Тебе велели представить свою знаменитую работу на рассмотрение этой сведущей ассамблеи. Ловко возбужденная кампания клеветы заранее настроила против тебя и город и духовенство. Рассказывали даже, к моему великому испугу, что толпа едва не побила тебя камнями при твоем въезде в Суассон.

Беря дерзостью, ты немедля отправился к легату, вручил ему свою книгу и объявил, что готов исправить все, что окажется противным догматам. К несчастью, этот прелат, по натуре трусливый, приказал тебе передать свой труд архиепископу, за которым и скрывались оба клеветника. Напрасно они искали — в написанных тобой строках они не нашли ничего, что позволило бы осудить тебя. Легко вообразить их досаду. Взбешенные своим поражением, они отложили дело к концу собора.

Тем временем, безмерно расточая себя, ты старался изложить смысл своих писаний каждому встречному. Твоя убежденность и очевидная добрая воля без труда рассеяли предубеждение против тебя. Вскоре твои слушатели уже были убеждены в совершенной правоверности обвиненного труда. Общественное мнение переметнулось. Под воздействием твоего личного обаяния все начали думать, что ты мог быть и прав.

Я узнала об этом и возрадовалась. Твои враги, увы, узнали об этом тоже. Их ожесточение от этого лишь удвоилось. Припертый к стене, Альберик имел бесстыдство лично прийти к тебе. Он попытался завлечь тебя в ловушки диалектики, потерпел поражение и удалился вне себя от ярости, с угрозой на устах.

В последний день собора ты уже думал, что твое дело выиграно. Твои хулители по-прежнему не находили, в чем тебя упрекнуть. Жоффруа, святой епископ Шартрский, говорил в твою пользу. Он предложил, чтобы тебя немедленно публично допросили. Ты мог бы таким образом защищаться с полной свободой. Но твои враги отказались от предложения Жоффруа под тем предлогом, что ты ловок в споре и умеешь привлекать умы на свою сторону. Тогда епископ Шартрский объявил, что вопрос требует более глубокого изучения. Ему казалось, будет лучше, если ты вернешься в Сен-Дени, пока будут собраны более сведущие люди, чтобы не спеша исследовать твой трактат. Легат дал согласие на это предложение и удалился служить мессу.

Такое совершенно не устраивало Альберика и Лотульфа. Они тотчас поняли, что если дело будет рассматриваться вдали от их епархии, их хитрости рискуют закончиться ничем. Подгоняемые недостатком времени, они бросились к архиепископу, убеждая его, будто передача дела в иной суд будет для него оскорблением. Кроме того, они твердили, что отпускать тебя опасно. Едва убедив его, они вернулись к легату и без труда заставили его переменить мнение. Это были два хитрых лиса, а их собеседник был гораздо менее хитроумен! Вопреки собственной воле он был вынужден осудить твою книгу без изучения, на том недоказуемом основании, что ты осмелился читать ее перед толпой и разрешал переписывать без дозволения папы или Церкви!

Легат сдался еще в одном — пообещал приговорить твой трактат к публичному сожжению, и как можно скорее. Он осудил тебя на вечное заточение в какой-то малоизвестный монастырь.

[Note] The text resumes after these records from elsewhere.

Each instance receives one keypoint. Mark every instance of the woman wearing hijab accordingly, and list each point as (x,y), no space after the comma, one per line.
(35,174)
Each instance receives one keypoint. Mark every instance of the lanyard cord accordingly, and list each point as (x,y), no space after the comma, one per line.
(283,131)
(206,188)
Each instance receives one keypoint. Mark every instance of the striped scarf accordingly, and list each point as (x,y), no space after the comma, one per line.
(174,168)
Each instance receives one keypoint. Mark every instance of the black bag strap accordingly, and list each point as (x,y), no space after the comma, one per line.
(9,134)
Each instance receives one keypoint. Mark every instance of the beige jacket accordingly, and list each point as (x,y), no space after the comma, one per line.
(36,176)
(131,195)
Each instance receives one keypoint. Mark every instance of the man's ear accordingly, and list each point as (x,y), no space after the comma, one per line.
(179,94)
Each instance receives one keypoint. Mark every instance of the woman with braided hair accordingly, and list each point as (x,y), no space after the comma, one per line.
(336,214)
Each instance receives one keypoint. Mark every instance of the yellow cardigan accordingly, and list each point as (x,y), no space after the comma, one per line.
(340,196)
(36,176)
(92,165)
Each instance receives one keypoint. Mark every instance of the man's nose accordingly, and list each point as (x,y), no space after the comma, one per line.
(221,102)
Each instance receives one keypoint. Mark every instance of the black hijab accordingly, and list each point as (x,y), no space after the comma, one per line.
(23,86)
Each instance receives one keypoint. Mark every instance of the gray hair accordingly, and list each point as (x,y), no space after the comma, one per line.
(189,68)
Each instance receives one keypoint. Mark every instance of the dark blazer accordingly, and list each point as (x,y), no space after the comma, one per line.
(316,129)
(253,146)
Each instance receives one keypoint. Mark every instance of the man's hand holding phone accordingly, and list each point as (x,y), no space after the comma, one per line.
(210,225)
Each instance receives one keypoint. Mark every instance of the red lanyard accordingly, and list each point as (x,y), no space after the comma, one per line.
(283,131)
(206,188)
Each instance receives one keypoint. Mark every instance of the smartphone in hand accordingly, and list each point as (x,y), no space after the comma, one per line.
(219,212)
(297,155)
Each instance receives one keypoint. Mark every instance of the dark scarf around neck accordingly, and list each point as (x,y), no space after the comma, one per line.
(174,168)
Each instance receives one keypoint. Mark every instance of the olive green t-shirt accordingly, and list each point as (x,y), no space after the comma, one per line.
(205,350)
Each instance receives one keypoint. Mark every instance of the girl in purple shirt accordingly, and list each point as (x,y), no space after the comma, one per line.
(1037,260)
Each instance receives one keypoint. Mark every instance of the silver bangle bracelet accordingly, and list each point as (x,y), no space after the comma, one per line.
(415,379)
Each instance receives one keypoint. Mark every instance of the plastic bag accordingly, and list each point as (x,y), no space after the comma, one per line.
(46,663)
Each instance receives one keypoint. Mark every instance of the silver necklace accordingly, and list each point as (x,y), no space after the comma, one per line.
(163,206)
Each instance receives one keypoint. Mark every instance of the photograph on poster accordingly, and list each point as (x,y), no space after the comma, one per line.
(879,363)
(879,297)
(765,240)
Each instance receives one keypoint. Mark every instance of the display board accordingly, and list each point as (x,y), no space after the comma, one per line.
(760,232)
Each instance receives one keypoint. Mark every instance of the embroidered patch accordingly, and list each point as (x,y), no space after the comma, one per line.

Перед лицом такого двуличия оставалось только смириться. Именно это и посоветовал тебе сделать Жоффруа Шартрский: без жалоб принять приговор и подчиниться. Что еще ты мог сделать? Решение столь высокопоставленного лица не подлежит обсуждению. Добрый епископ, удрученный не меньше тебя, пытался тебя ободрить, уверяя, что несправедливость, жертвой которой ты стал, привлечет к тебе симпатии многих. Он думал также, что легат, действовавший под давлением, поспешит вернуть тебе свободу, едва покинет Суассон.

Вот так, Пьер, тебе пришлось претерпеть оскорбление, сколь несправедливое, столь и мучительное, в то самое время как вновь начинала сиять твоя слава! За судом над тобой я следила издали. Всей душой я разделяла твои страдания. Я понимала, какой мукой для твоей гордости должно было стать это осуждение со стороны твоих собратьев. Всеми силами жаждала я прийти тебе на помощь в этой невзгоде. Увы! Я была навсегда устранена с твоего пути!

Рассказ о последнем заседании собора причинил мне много боли. Хотя меня там не было, мое сердце пребывало в такой близости к твоему, что каждая рана, поражавшая тебя, была и моей раной.

Я узнала, что, вызванный в зал собрания, ты тотчас явился. Не дав тебе произнести ни слова в свою защиту, без всяких доказательств, тебе приказали собственными руками бросить свою рукопись в огонь. Трагическая тишина повисла над собранием в то время, как ты жег свое творение. Несмотря на смелое вмешательство одного из твоих почитателей, пощады не было…

После аутодафе, когда ты хотел изложить свою веру согласно своим методам, твои противники вскричали, что это бесполезно и тебе достаточно прочесть Символ веры святого Афанасия. В насмешку они велели доставить тебе его текст, будто ты его не знал. Такое утонченное недружелюбие и несправедливость сломили твое сопротивление. Прерывающимся от рыданий голосом ты прочел «Верую». Затем тебя, будто преступника тюремщику, передали в руки настоятеля аббатства Сан-Медар, что рядом с Суассоном. Тотчас после этого собор был распущен.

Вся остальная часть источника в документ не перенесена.